This means a production cycle of 1.5 to 2 years to reach market weight of 60 to 70
kg (Phengsavanh and Stür, 2006). The reproductive performance of sows is marked
by depressed litter size, a high mortality of piglet and outbreaks of disease.
The only options so far available to most smallholder farmers are to make
better use of the locally available feed resources and/or to introduce protein-rich
plants that are easy to grow such as the perennial leguminous forage
Stylosantheses guiensis (Phengsavanh and Stür, 2006). For these reasons the two
feed resources chosen for this research were banana pseudo stem (Musa spp) as
source of energy and the Taro plant (Colocasia esculenta) as the source of protein.
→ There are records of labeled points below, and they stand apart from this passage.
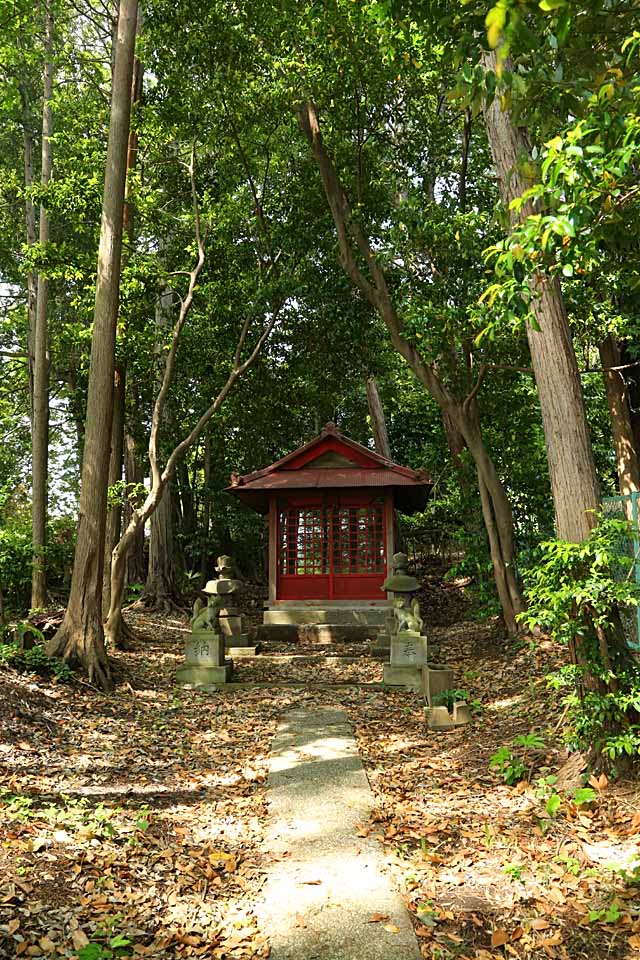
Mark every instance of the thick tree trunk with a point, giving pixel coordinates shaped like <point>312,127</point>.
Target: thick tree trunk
<point>81,637</point>
<point>40,415</point>
<point>161,590</point>
<point>114,511</point>
<point>574,483</point>
<point>378,420</point>
<point>463,414</point>
<point>624,440</point>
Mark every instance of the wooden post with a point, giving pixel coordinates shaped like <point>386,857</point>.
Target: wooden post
<point>273,549</point>
<point>389,524</point>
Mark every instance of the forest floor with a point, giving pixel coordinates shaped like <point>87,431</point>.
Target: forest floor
<point>132,825</point>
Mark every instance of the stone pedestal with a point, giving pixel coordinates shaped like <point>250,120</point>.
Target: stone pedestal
<point>228,586</point>
<point>439,718</point>
<point>409,677</point>
<point>205,663</point>
<point>437,678</point>
<point>407,659</point>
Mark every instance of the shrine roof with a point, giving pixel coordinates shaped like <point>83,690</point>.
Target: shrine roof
<point>332,460</point>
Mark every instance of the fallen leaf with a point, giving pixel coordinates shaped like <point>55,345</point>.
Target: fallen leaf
<point>79,939</point>
<point>499,938</point>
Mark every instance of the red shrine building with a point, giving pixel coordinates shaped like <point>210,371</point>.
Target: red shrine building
<point>330,506</point>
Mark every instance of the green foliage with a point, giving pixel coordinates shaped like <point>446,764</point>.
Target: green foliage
<point>33,660</point>
<point>447,698</point>
<point>515,763</point>
<point>16,558</point>
<point>574,593</point>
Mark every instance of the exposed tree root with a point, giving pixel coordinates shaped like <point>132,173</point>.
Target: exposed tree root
<point>118,632</point>
<point>158,602</point>
<point>80,643</point>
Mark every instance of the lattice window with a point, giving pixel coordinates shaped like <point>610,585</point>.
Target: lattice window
<point>340,539</point>
<point>358,539</point>
<point>304,540</point>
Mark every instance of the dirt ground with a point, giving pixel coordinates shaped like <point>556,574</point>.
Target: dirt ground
<point>131,824</point>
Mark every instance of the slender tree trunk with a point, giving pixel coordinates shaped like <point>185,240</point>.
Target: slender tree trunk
<point>40,422</point>
<point>574,483</point>
<point>186,499</point>
<point>81,637</point>
<point>378,420</point>
<point>463,414</point>
<point>624,440</point>
<point>206,507</point>
<point>114,516</point>
<point>160,590</point>
<point>114,511</point>
<point>133,473</point>
<point>30,234</point>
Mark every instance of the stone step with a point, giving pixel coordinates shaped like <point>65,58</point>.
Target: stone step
<point>356,614</point>
<point>315,632</point>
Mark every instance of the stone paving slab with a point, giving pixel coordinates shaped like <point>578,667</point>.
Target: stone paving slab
<point>325,882</point>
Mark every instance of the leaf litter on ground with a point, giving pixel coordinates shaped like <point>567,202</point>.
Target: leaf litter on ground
<point>138,819</point>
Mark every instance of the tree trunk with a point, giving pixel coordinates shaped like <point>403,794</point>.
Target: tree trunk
<point>40,421</point>
<point>186,499</point>
<point>161,590</point>
<point>378,421</point>
<point>30,236</point>
<point>572,471</point>
<point>574,483</point>
<point>133,474</point>
<point>464,414</point>
<point>206,508</point>
<point>81,637</point>
<point>114,511</point>
<point>624,440</point>
<point>114,516</point>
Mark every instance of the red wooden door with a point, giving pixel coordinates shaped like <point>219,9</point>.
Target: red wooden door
<point>331,547</point>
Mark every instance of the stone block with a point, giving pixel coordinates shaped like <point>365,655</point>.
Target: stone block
<point>359,613</point>
<point>231,625</point>
<point>409,677</point>
<point>461,713</point>
<point>439,718</point>
<point>241,653</point>
<point>380,648</point>
<point>240,640</point>
<point>277,633</point>
<point>204,649</point>
<point>437,678</point>
<point>194,675</point>
<point>408,648</point>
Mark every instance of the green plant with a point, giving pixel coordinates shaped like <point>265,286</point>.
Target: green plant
<point>574,593</point>
<point>115,947</point>
<point>512,764</point>
<point>507,765</point>
<point>513,870</point>
<point>33,660</point>
<point>447,698</point>
<point>610,914</point>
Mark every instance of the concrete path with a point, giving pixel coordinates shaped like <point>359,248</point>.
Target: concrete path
<point>326,883</point>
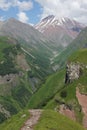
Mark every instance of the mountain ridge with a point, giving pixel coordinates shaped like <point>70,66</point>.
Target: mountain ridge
<point>60,30</point>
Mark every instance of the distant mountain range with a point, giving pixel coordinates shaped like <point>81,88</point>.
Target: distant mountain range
<point>60,30</point>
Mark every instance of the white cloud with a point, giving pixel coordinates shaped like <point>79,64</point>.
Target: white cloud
<point>22,17</point>
<point>65,8</point>
<point>4,5</point>
<point>23,6</point>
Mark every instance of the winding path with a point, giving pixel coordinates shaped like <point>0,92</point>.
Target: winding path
<point>83,102</point>
<point>35,115</point>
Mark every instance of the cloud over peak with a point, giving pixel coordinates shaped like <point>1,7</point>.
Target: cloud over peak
<point>76,9</point>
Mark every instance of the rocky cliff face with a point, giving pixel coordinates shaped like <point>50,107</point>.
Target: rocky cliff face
<point>73,71</point>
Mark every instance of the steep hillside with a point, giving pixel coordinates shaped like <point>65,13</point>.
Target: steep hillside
<point>60,95</point>
<point>51,120</point>
<point>60,30</point>
<point>78,43</point>
<point>38,49</point>
<point>15,89</point>
<point>66,101</point>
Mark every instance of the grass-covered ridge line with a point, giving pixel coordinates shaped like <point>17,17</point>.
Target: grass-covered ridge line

Banana pseudo stems (BPS) from the banana tree are distributed in Laos,
as bananas are widely grown for production of fruit for family consumption and
sale. The total harvest area of banana trees in Laos was estimated to be 28,600 ha,
with yields of 42 tonnes of fruit/ha (MAF, 2017). The stem of the banana trees is

1


referred to as a “pseudo stem” as it appears to be held erected by water, not by
lignified fiber as in most trees. After the fruit is harvested this pseudo-stem is
either left to rot on the ground or is occasionally harvested, chopped into small
pieces and fed to pigs, ducks and chickens (Tien et al., 2013).
Banana pseudo stem has 8.5% lignin in DM, more than twice that in rice
straw (4.5%). However, a more detailed analysis using Light Microscopy, Scanning
Electron Microscopy (SEM) and Confocal Laser Scanning Microscopy (CLSM)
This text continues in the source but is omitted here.